Complaint filed against Bryant
Published 12:00 am Friday, December 14, 2007
A dispute over the dismissal of a Bryant Health Center Inc. employee and charges of unfair labor practices at the center will go to trial before an administrative law judge of the National Labor Relations Board next year.
By July 25, 2007, Christina Cox, a worker at the Fifth Street nursing home, was discharged, according to a complaint filed before the NLRB Region 9.
Teamsters Local Union 92 alleges that Cox lost her job because she “formed, joined or assisted the union and engaged in concerted activities” and discussed the disciplinary action imposed by Bryant for soliciting or collecting contributions or distributing literature on company time.
The union also charges that Robert Morris, administrator at the health center, “impliedly threatened” to cut workers’ pay if they went union.
“(The center) has been interfering with, restraining and coercing employees in the exercise of their rights guaranteed in (the National Labor Relations Act),” the complaint states. “(The center) has been discriminating in regard to the hire or tenure or terms or conditions of employment of its employees, thereby discouraging membership in a labor organization.”
Morris referred questions to the health center’s attorney, Ronald Mason of Mason Law Firm, a Dublin-based firm specializing in labor, civil rights and OSHA law.
“We deny those allegations and we believe we haven’t done anything wrong,” Mason said in a phone interview from his office Wednesday morning. “We intend to prove to a judge that we haven’t done anything wrong.

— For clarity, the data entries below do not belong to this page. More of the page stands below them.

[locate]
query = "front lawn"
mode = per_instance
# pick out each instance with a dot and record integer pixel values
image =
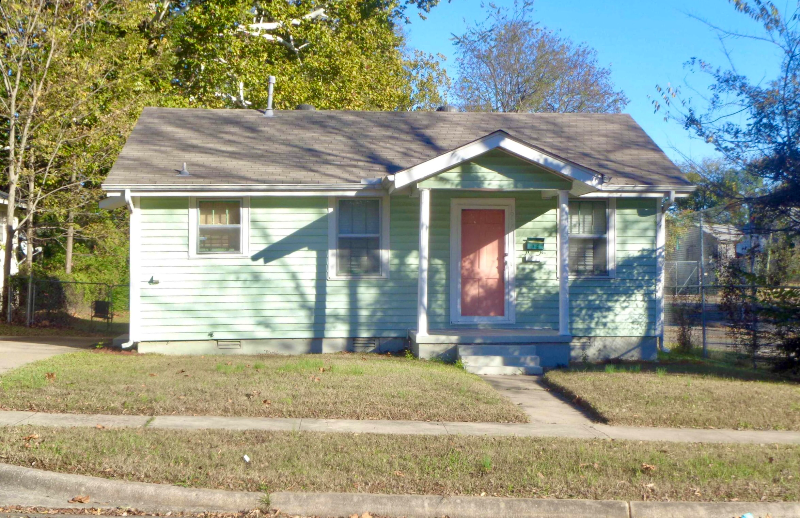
(402, 464)
(684, 392)
(336, 386)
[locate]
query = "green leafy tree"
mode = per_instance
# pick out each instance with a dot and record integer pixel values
(346, 54)
(753, 123)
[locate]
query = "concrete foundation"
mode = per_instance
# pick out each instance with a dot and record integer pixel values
(553, 355)
(274, 346)
(599, 348)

“Bryant has been a long established company. We followed the law and we don’t believe we have violated the law. These kind of cases get filed all the time.”
Calls were also placed to Jonathan Bowman of the Teamsters and Gary Muffley, Regional Director, Region 9, National Labor Relations Board and were not returned by press time.
A NLRB notice has scheduled the trial for 9 a.m. Jan. 15, 2008, in the Conference Room, Second Floor, City Center, 301 S. Third St. However Mason anticipates that date to be changed.